PLS by shopping cart without noise

Vasil Dachev avatar
Written by Vasil Dachev
Updated over a week ago


What is PLS by shopping cart

PLS by shopping cart compares Perceived Load Speed (PLS) for users who have items in their shopping cart versus those who don’t. This helps identify if cart state affects how fast the page feels to load.

PLS is Uxify’s real-user metric that reflects when the page visually feels ready. Since e-commerce experiences often personalize based on cart status, it’s crucial to ensure that personalization doesn’t degrade perceived speed.

Having items in the cart can trigger extra scripts, dynamic rendering, or personalized components — like cart drawers, recommendations, or banners — all of which can delay when the page appears visually ready.

Healthy PLS by shopping cart sample


Should you worry

A healthy cart-related PLS means both groups — with and without items — experience fast perceived load times. This suggests that cart-dependent components are well optimized and don’t block visual readiness.

Unhealthy PLS by shopping cart sample

When the PLS is noticeably slower for users with items in the cart, it indicates that personalization, dynamic elements, or third-party scripts tied to the cart might be delaying perceived load completion.

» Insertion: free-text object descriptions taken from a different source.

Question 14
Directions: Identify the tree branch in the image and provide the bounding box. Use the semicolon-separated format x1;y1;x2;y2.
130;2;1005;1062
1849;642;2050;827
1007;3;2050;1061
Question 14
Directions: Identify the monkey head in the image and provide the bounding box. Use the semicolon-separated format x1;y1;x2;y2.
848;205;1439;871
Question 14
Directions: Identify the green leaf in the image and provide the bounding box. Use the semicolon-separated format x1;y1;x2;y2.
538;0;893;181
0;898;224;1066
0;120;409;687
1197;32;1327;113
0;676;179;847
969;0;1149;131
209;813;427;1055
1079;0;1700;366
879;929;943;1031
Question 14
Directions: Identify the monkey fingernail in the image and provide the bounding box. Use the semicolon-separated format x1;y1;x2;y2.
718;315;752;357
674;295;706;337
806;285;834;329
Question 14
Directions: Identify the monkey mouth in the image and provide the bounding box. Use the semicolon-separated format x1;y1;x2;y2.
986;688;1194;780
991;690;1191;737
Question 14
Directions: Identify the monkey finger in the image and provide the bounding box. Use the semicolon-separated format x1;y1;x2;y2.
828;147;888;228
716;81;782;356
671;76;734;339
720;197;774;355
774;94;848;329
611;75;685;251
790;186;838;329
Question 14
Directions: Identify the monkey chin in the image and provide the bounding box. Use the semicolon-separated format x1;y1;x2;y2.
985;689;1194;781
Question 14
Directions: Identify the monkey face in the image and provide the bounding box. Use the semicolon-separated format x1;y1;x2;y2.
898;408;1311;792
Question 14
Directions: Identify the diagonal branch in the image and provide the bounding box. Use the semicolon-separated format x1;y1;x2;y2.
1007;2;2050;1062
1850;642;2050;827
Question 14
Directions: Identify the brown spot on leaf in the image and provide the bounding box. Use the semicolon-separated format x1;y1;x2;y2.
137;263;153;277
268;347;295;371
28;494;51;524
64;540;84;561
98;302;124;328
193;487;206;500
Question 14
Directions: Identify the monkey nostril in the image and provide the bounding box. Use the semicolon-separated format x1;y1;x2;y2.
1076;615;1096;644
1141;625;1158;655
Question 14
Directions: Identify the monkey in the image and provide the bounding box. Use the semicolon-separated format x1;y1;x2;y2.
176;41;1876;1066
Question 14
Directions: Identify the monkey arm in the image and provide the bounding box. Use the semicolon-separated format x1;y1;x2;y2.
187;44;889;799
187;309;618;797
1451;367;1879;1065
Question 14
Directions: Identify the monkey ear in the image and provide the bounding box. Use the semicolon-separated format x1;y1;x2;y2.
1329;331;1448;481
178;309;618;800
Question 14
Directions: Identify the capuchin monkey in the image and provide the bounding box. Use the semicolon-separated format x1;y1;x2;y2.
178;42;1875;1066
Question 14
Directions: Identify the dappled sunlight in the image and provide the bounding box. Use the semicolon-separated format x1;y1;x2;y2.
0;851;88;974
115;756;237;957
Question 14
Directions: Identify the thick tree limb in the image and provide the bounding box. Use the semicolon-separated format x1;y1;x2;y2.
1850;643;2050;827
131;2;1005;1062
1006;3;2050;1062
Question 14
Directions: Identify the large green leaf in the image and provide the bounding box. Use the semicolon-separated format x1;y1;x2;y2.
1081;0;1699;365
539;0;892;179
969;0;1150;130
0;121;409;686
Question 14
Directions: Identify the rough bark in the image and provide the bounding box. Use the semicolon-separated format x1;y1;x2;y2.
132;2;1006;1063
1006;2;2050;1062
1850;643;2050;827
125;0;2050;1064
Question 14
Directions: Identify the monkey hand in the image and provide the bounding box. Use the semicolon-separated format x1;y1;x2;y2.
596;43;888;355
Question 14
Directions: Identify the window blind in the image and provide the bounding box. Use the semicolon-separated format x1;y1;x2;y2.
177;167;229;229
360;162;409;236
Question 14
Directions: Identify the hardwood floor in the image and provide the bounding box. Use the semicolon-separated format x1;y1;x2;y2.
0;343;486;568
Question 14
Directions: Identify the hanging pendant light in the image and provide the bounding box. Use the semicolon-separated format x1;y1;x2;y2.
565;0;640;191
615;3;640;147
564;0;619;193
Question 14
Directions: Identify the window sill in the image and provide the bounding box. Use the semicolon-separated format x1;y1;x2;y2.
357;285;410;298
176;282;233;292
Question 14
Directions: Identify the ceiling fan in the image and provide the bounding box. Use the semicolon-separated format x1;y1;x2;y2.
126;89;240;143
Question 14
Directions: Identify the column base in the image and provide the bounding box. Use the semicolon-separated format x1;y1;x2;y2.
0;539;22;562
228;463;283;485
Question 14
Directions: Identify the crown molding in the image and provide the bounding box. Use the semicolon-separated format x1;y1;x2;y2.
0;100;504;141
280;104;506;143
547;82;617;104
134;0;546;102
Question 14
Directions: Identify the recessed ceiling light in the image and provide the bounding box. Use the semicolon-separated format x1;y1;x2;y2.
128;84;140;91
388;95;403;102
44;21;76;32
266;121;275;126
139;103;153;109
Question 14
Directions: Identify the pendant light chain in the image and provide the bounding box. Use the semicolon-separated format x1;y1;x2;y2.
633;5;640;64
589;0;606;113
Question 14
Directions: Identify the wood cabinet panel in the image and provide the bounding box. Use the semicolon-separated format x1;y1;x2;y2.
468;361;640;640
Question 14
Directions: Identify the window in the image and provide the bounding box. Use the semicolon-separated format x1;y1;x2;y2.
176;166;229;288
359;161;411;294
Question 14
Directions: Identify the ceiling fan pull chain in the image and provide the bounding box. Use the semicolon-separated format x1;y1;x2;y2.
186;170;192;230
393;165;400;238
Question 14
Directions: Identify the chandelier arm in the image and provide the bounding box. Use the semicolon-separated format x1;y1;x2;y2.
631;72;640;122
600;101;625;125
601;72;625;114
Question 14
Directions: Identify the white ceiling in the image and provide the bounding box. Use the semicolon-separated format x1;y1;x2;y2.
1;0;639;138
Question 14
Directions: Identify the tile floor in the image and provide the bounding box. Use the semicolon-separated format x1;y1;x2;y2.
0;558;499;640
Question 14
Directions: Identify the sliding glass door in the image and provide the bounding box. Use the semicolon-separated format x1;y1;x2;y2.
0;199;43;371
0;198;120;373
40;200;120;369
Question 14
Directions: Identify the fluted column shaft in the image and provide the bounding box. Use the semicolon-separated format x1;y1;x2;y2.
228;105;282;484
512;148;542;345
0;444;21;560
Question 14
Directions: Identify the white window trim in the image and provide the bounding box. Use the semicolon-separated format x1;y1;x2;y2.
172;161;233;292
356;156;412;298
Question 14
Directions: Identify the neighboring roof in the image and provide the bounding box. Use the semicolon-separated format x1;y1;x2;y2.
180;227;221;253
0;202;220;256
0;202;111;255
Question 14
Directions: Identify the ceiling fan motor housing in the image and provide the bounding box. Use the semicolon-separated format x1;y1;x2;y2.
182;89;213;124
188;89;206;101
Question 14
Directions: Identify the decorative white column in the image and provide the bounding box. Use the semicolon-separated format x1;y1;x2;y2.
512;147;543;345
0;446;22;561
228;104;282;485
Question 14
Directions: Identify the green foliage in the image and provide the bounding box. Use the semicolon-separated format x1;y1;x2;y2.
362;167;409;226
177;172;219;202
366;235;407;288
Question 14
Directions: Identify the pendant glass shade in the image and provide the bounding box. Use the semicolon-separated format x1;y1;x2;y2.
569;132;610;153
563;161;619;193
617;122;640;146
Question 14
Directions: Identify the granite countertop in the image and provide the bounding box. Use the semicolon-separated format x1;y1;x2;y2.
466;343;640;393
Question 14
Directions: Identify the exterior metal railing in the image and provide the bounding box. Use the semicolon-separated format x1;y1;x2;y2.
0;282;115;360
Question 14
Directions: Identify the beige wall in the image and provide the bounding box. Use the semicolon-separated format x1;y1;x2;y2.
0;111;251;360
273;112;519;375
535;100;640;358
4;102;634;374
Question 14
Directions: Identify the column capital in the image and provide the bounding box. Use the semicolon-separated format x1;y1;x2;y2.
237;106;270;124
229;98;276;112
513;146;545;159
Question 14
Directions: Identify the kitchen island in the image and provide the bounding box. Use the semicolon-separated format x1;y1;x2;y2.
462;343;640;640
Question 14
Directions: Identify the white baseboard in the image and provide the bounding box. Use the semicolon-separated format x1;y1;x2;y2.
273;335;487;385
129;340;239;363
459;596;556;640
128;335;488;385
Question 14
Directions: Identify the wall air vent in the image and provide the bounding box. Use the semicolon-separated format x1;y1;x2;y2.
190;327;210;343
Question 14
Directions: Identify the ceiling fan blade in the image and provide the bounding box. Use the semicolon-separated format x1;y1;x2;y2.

Resolving unhealthy PLS by shopping cart

Go-to action plan to resolve an unhealthy PLS by shopping cart:

  1. Ask Uxi to analyze your PLS by shopping cart and suggest improvements.

  2. Use Filters to isolate sessions with items in the cart and check which pages have the highest PLS with the most traffic.

  3. Simulate LCP of the suspected lens to see if fixing it will resolve the PLS by shopping cart. If yes, this is where the resolution focus should be.

  4. Use an automated optimization tool like Navigation AI to improve your PLS by shopping cart.

  5. Once you’ve improved PLS, set an alert to be the first to know if it starts worsening again.